Hm. I've sometimes wondered how TNG would have progressed if it had held true to the intentions behind the scenes (e.g. saucer separation as a routine activity), but I don't think I've ever wondered how TNG would have progressed if the intentions behind the scenes had better aligned with what we actually got (e.g. would they have designed the saucer to be able to 'easily' separate if they didn't have the families onboard as part of the root concept?).
I think a better way to handle the concept would have been to have two separate ships, a large research vessel commanded by Picard and a more heavily armed and maneuverable defensive escort commanded by Riker. Maybe the research vessel could even have had a civilian crew and only the defense ship would've been Starfleet.
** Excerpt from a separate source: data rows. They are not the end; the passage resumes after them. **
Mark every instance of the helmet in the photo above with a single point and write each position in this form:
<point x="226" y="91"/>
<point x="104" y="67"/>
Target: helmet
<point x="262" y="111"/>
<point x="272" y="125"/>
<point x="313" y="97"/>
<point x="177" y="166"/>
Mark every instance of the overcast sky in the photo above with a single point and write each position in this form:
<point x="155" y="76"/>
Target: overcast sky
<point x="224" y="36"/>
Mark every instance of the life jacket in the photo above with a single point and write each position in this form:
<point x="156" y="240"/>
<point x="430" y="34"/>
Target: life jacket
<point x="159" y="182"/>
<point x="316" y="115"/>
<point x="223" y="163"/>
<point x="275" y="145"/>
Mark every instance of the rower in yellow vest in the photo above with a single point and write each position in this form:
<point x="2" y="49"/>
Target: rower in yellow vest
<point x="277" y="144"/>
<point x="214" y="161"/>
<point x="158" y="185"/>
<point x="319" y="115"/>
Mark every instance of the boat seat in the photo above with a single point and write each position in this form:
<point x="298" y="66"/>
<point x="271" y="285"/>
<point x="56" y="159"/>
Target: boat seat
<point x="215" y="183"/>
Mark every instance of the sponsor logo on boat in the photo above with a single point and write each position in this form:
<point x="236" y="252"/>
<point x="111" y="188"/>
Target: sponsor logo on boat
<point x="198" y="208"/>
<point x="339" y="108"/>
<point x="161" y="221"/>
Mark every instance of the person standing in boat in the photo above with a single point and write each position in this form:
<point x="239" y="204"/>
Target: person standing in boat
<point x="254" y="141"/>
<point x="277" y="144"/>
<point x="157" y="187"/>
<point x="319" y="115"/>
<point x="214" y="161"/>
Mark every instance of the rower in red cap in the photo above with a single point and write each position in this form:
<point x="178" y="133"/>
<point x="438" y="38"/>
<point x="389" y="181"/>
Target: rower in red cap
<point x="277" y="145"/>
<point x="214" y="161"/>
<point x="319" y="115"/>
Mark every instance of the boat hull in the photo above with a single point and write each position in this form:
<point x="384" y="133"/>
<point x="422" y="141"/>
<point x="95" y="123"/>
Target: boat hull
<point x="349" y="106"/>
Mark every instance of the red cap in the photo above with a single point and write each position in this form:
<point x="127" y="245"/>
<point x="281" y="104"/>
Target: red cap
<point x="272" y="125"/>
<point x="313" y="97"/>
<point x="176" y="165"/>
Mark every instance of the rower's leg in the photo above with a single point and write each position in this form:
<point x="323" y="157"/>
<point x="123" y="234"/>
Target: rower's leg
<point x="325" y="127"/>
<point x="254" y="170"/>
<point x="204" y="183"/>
I think that would've aligned better with the demilitarized approach to Trek that Roddenberry was going for. (One thing people tend to forget is that the original intent wasn't just that the ship had Starfleet officers' families aboard, but a large complement of civilian scientists and their families, whom the Starfleet personnel were there to support and defend. That's one more early concept that fell by the wayside, since for most of the series, the only civilian scientist we actually saw was Keiko.)
Maybe having two ships instead of one would've made the FX work more complicated, but
Battlestar Galactica managed to pull off a whole ragtag fugitive fleet 9 years earlier, pretty much the same way TNG handled the
Enterprise -- by building a sizeable library of stock shots in the pilot movie and recycling them going forward.
As for your suggestion, I'm not sure how it would've happened, since what you describe is pretty much just doing things the way TOS did, and Roddenberry's whole goal was to make TNG new and different in its approach. Also, the concept of saucer separation was always there in the background in TOS and TMP. "The Apple" referred to ditching the engineering section and using the saucer as a lifeboat, a concept also discussed in
The Making of Star Trek. Andrew Probert designed a prominent separation line on the neck of the TMP refit, and for a time there was a suggestion to include a saucer-separation action sequence at the climax of the film. So I think the idea of "Hey, let's use our bigger budget to finally show a saucer separation onscreen" was always going to be part of the development process. And that dovetailed with the idea of a more civilian approach, leading to the idea of routine saucer separation to protect the non-combatants.
Even if Bob Justman or Probert or the ILM people had come to Roddenberry and said "Nope, sorry, separating the saucer on a regular basis just won't be feasible," I'm not sure he would've been willing to abandon the idea of a civilian presence, and of the ship being oriented toward research and diplomacy instead of combat. That was very important to his thinking in that stage of his life.
Personally, I've always thought it would be refreshing to have a Trek series about civilian explorers rather than Starfleet all the time. The closest we ever got to that was
Picard season 1, but several of its civilian characters were ex-Starfleet. The
Prodigy cast were technically civilians in season 1, but they adopted the roles of Starfleet cadets, so I don't think it counts.